New Analysis Finds Airport Scanner Risk Extremely Low

March 29, 2011

Are airport scanners safe? In another recent analysis on the topic, researchers at the University of California have estimated the cancer risk from one kind of scanners is extremely low.

Are airport scanners safe? In another recent analysis on the topic, researchers at the University of California have estimated the cancer risk from one kind of scanners is extremely low.

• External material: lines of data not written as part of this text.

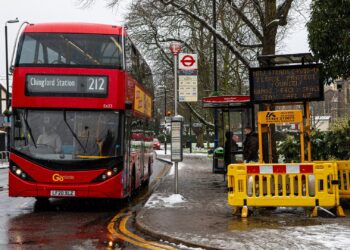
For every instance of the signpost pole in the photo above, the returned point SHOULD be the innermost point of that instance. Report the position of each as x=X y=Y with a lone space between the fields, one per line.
x=175 y=48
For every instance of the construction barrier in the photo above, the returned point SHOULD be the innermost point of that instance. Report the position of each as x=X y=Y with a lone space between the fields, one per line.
x=283 y=185
x=343 y=168
x=4 y=156
x=344 y=178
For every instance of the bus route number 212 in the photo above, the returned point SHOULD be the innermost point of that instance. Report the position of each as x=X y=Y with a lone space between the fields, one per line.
x=97 y=84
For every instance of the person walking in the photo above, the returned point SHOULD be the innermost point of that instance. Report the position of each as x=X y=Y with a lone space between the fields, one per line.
x=230 y=149
x=250 y=146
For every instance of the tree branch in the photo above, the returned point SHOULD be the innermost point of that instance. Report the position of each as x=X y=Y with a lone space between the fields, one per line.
x=246 y=20
x=217 y=34
x=282 y=12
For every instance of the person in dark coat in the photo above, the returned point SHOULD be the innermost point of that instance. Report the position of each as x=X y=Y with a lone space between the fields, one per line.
x=230 y=148
x=250 y=146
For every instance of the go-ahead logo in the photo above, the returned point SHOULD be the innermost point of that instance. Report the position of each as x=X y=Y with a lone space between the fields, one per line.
x=57 y=177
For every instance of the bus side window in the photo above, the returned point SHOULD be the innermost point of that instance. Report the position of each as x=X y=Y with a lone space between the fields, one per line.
x=128 y=62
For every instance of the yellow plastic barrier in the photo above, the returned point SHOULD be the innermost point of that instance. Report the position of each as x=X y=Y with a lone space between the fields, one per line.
x=344 y=178
x=343 y=168
x=275 y=185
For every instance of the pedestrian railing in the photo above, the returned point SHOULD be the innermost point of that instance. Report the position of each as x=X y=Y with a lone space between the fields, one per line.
x=283 y=185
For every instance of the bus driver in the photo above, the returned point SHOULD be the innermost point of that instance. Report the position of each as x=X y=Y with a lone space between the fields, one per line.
x=50 y=138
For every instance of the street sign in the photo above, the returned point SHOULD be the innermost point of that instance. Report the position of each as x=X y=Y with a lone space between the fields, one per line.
x=188 y=61
x=175 y=48
x=280 y=116
x=176 y=138
x=188 y=88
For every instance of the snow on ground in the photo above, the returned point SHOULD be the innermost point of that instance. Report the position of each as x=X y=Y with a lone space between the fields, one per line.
x=160 y=200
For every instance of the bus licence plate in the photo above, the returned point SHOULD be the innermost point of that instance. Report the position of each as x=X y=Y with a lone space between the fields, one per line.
x=62 y=193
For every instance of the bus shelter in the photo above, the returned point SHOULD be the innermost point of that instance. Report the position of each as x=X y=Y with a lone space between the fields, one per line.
x=235 y=113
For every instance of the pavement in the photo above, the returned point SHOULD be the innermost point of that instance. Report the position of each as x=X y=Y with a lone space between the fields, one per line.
x=199 y=216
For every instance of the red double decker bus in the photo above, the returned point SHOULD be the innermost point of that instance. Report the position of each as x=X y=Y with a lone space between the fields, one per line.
x=82 y=113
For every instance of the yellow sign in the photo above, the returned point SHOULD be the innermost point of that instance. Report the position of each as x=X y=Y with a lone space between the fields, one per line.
x=280 y=116
x=148 y=108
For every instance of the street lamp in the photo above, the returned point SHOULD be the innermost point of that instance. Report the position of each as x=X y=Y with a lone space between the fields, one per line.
x=165 y=115
x=7 y=80
x=7 y=66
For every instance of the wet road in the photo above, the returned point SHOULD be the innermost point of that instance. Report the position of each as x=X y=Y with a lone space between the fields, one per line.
x=61 y=223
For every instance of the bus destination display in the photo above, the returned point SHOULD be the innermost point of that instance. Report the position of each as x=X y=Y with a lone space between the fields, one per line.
x=66 y=85
x=286 y=84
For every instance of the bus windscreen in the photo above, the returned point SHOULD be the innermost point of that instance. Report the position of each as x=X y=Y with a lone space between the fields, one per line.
x=70 y=50
x=67 y=135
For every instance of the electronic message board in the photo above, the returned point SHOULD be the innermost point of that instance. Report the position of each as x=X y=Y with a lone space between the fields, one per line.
x=286 y=84
x=66 y=85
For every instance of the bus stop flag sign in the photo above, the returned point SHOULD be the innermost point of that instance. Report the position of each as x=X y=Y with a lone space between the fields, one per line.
x=188 y=61
x=188 y=80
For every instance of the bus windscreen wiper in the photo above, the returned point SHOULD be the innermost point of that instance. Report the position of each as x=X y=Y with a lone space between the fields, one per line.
x=28 y=127
x=72 y=131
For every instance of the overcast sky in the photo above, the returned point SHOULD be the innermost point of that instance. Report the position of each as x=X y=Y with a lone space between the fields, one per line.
x=37 y=11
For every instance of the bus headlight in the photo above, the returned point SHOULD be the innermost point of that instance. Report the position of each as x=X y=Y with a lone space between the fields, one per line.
x=109 y=173
x=19 y=172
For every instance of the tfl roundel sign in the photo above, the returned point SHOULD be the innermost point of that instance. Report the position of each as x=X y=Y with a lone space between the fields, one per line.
x=188 y=61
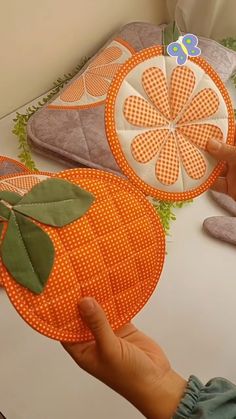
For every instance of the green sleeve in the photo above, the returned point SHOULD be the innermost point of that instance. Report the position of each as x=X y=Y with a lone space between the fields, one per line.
x=215 y=400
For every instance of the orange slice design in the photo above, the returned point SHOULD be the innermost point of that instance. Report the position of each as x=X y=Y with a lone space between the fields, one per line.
x=203 y=105
x=192 y=122
x=167 y=166
x=114 y=253
x=140 y=113
x=91 y=87
x=193 y=161
x=200 y=134
x=145 y=146
x=181 y=86
x=154 y=84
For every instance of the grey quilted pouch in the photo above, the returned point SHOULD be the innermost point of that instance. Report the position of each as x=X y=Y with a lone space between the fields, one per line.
x=71 y=127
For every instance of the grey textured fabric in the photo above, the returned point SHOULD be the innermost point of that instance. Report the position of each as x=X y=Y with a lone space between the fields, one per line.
x=77 y=136
x=222 y=227
x=224 y=201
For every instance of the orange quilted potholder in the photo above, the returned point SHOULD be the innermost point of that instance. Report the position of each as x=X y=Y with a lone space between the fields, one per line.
x=113 y=252
x=159 y=118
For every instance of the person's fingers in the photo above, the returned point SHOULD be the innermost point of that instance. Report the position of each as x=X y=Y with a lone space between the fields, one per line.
x=95 y=318
x=220 y=185
x=221 y=151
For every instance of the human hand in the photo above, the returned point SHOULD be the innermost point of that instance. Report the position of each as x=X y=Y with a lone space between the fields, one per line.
x=129 y=362
x=227 y=182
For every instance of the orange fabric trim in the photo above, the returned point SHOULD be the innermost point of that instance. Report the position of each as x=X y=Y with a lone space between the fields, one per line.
x=115 y=144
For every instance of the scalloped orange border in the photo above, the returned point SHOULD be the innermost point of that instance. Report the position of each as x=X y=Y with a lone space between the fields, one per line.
x=51 y=331
x=115 y=144
x=101 y=102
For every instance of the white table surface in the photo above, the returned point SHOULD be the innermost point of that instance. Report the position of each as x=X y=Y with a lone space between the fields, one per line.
x=191 y=314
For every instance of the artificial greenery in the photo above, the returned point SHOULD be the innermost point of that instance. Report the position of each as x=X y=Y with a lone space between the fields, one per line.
x=21 y=119
x=166 y=212
x=164 y=209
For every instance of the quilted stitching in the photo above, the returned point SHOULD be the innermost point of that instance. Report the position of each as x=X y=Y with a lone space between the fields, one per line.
x=115 y=253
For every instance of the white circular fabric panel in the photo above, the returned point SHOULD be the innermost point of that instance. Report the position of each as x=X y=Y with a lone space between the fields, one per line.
x=159 y=118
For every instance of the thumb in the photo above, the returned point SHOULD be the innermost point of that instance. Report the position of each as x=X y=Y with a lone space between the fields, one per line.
x=221 y=151
x=95 y=318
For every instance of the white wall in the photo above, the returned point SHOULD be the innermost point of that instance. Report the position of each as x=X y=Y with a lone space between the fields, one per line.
x=41 y=40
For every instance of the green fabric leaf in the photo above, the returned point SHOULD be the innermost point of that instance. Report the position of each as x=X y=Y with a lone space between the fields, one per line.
x=55 y=202
x=171 y=33
x=4 y=212
x=27 y=253
x=10 y=197
x=1 y=228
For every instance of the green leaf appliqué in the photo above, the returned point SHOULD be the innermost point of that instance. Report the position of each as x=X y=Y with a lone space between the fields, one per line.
x=27 y=253
x=55 y=202
x=10 y=197
x=171 y=33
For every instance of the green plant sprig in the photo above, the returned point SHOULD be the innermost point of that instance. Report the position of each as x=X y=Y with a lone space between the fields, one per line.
x=21 y=120
x=164 y=209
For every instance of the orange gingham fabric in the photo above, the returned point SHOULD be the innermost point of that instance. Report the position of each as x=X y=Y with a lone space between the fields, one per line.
x=145 y=146
x=194 y=162
x=140 y=113
x=181 y=86
x=167 y=166
x=203 y=105
x=200 y=134
x=114 y=253
x=200 y=105
x=154 y=84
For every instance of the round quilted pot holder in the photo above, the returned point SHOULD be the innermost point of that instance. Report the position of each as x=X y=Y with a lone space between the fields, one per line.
x=159 y=118
x=10 y=166
x=114 y=253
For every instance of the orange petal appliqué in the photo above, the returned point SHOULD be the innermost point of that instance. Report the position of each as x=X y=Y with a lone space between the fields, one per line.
x=167 y=166
x=203 y=105
x=140 y=113
x=145 y=146
x=200 y=134
x=96 y=85
x=181 y=86
x=192 y=159
x=155 y=86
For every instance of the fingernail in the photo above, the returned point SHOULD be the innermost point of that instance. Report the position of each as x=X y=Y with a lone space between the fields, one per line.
x=86 y=306
x=213 y=145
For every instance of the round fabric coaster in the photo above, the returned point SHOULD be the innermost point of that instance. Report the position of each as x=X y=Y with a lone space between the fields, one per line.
x=114 y=253
x=159 y=118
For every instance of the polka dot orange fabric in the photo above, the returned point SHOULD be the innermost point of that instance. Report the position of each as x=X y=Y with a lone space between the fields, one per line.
x=114 y=253
x=159 y=117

“The amount of radiation in these scans is so low that you don’t have to be concerned about it,” Rebecca Smith-Bindman, MD, a professor of radiology at the University of California, San Francisco, said in a statement. She and Pratik Mehta, an undergraduate at University of California, Berkeley, made the calculations, and the analysis appeared online yesterday in the journal Archives of Internal Medicine.

Their analysis comes on the heels of a pair of articles published in April’s print issue of Radiology. In one such article, David Brenner, PhD, DSc, director of the Center for Radiological Research at Columbia University Medical Center in New York, found that the individual risks from backscatter scanners are sufficiently low, and they are safe for most who fly only a few times a year. (Risk is higher for frequent flyers, and Brenner did caution that long-term consequences in unknown.) In the second analysis, David A. Schauer, ScD, CHP, executive director of the National Council on Radiation Protection and Measurements, estimated someone could go through the scanner 2,500 times a year without exceeding recommended exposure.

In this most recent analysis, Smith-Bindman and Mehta said the amount of radiation absorbed in a single scan is about the same as what the average person absorbs every three to nine minutes on the ground under normal circumstances. Further, a person would absorb 100 times more radiation flying on an airplane than standing in a scanner, they said.

There’s one major caveat though. All this assumes the scanners are being used properly, Smith-Bindman said. There is potential for software and human error, and Smith-Bindman said the TSA should allow for further testing and monitoring of the devices in the field.

There are about 500 of these backscatter scanners, which use low energy X-rays, in 78 U.S. airports.